Archives For citizen journalism

The Guardian Witness is a big step in citizen journalism. Free publicity awaits.

The Guardian Witness is a new platform from The Guardian (monthly online visitors: 77,931,138) opening journalism to the world. News, photographs, videos and comments are submitted by the public, or ‘contributors’ to a dozen ‘assignments’.

Assignments are given on the home page, inviting contributors to respond to the brief. For example:

Guardian Witness invites London Marathon runners to talk about who they're supporting

Guardian Witness invites London Marathon runners to talk about who they’re supporting

 

Contributions include photographs, one liners and videos:

You can see here that Adam in the video above is running for Children with Cancer UK – a cause for which he has gained free publicity and raised its awareness by creating this 30 second video and submitting it to Guardian Witness.

Whilst you cannot simply publish anything i.e. it’s not a PR free-for-all, and it does seem submissions are reviewed before they go live, Guardian Witness is an opportunity to get some press coverage.

Some PR associates of mine, for instance, submitted photos of The Shard in London to the assignment Views Of Tall Buildings (they manage the reputation of The Shard and try to increase footfall to the area).

Indirect contributions may also be beneficial to your business. You do not have to say the name of your company to raise awareness of it. For instance, say you’re a pharmacist commenting on national health service reforms, and you put forth the argument that pharmacists have a greater role to play – this could still drive awareness to your business without saying the company name.

Guardian Witness is an opportunity for startups, entrepreneurs, SMEs, sole traders and joe the plumber to be smart and get some free press coverage. It may even be possible to media hack it and submit an assignment idea that gets chosen for you to answer yourself.

And it’s more than likely that popular assignments with good contributors will make it into the main Guardian site and paper.

There was a time when news was local. Every village and town had their own local paper, and people would read local stories. Then the papers got bought up, dismantled, merged or left to die by some bigger fish, and people began to read national stories from national papers.

But it’s difficult to write a story for which the entire country will find interesting. Instead of writing facts, journalists had to write for emotions (things we all share): Fear, excitement, or sympathy. This meant that businesses and individuals with interesting facts to share couldn’t get a wedge in sideways (without the help of a PR who would dress it up).

Now, however, that’s all changing and coming back around thanks to (yup, you guessed it) the internet. People can find their chosen interest online and ignore everything else. They can choose a category, then a sub-category, then a sub-sub-category, or an individual journalist and read only that (with ease).

Furthermore, news outlets online don’t have limits. They aren’t constrained by printing costs or page numbers. On the contrary, more is better, and so now they’re starting to allow anyone to contribute. The more contribution, the more content, the more content, the more traffic (in theory), the more traffic, the more advertising revenues.

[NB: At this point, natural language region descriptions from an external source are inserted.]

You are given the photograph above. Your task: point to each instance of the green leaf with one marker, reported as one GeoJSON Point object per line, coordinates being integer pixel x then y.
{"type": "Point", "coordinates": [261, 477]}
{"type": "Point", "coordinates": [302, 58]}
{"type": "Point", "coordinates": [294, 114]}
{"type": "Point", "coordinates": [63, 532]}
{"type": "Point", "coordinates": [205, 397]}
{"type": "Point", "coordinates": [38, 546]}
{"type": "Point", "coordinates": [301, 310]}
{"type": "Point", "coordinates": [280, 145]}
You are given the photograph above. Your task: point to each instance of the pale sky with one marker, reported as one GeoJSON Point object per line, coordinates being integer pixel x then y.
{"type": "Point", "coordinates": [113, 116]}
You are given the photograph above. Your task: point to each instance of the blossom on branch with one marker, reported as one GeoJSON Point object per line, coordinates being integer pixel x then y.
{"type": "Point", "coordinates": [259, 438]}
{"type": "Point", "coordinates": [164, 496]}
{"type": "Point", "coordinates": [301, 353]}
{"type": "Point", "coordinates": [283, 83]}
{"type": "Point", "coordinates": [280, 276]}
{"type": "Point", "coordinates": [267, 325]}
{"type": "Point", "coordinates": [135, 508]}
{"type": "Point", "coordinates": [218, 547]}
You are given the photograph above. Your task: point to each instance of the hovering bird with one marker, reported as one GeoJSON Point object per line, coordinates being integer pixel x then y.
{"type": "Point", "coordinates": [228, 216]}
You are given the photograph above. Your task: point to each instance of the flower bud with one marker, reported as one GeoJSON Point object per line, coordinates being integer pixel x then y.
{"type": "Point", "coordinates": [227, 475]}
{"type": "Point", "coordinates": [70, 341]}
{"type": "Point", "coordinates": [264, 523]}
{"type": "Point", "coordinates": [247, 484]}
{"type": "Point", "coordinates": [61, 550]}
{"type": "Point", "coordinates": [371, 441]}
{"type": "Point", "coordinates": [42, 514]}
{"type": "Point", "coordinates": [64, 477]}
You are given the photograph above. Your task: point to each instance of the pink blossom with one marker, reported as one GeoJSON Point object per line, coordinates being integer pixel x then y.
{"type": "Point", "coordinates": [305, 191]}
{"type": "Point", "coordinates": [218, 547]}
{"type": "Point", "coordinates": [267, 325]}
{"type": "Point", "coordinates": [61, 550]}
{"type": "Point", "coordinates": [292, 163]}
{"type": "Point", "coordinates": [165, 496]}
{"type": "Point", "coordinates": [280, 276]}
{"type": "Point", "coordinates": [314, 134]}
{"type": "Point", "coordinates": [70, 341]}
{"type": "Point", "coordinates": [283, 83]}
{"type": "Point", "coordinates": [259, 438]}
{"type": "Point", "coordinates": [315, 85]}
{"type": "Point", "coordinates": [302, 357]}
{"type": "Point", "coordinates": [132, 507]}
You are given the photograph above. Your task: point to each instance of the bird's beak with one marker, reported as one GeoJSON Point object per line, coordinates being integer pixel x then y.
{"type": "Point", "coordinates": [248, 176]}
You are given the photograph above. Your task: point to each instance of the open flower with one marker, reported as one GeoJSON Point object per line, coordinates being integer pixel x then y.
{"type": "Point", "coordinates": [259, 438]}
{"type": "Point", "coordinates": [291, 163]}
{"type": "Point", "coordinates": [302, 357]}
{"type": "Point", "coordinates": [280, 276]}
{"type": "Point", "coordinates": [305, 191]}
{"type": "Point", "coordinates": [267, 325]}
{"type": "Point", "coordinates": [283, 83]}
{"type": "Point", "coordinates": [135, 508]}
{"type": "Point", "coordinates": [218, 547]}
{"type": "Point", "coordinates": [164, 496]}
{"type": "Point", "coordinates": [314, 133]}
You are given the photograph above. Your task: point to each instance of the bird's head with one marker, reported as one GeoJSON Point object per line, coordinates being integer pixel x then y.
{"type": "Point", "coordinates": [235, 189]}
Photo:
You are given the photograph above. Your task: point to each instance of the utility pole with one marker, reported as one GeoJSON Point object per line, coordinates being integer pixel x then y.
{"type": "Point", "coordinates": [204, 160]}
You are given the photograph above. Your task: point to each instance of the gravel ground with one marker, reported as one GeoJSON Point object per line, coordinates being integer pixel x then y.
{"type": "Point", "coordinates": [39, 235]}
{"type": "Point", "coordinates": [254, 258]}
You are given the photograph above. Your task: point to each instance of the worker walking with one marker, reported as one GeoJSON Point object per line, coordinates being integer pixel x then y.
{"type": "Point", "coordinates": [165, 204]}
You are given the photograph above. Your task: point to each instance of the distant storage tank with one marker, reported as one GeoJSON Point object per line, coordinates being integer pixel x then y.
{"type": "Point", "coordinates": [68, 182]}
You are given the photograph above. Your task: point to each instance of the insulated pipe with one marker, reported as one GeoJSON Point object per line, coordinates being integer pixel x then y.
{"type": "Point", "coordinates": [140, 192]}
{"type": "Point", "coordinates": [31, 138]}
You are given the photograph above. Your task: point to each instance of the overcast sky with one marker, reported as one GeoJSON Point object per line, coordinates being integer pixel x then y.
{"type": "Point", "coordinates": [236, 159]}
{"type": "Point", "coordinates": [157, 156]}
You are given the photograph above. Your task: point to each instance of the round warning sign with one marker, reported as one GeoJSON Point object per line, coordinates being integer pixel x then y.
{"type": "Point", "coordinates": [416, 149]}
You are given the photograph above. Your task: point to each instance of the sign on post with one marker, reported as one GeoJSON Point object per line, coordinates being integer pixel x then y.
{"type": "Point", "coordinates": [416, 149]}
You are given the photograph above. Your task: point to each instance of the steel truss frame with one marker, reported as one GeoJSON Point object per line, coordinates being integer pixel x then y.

This is entirely in our (the business, entrepreneur, individual’s) favour. We, the lonesome warrior sitting at home, can finally share our news again with our local community.

Anyone can contribute to Yahoo! Voices (featured authors get their articles published on the main news site), MSN Social Voices, The Huffington Post, Business Insider, Forbes (almost), BuzzFeed, CNN, Science Daily and more. More outlets will open up soon, it’s just a question of when and how.

  • Some news outlets such as The Guardian invite their top commenters to write for them.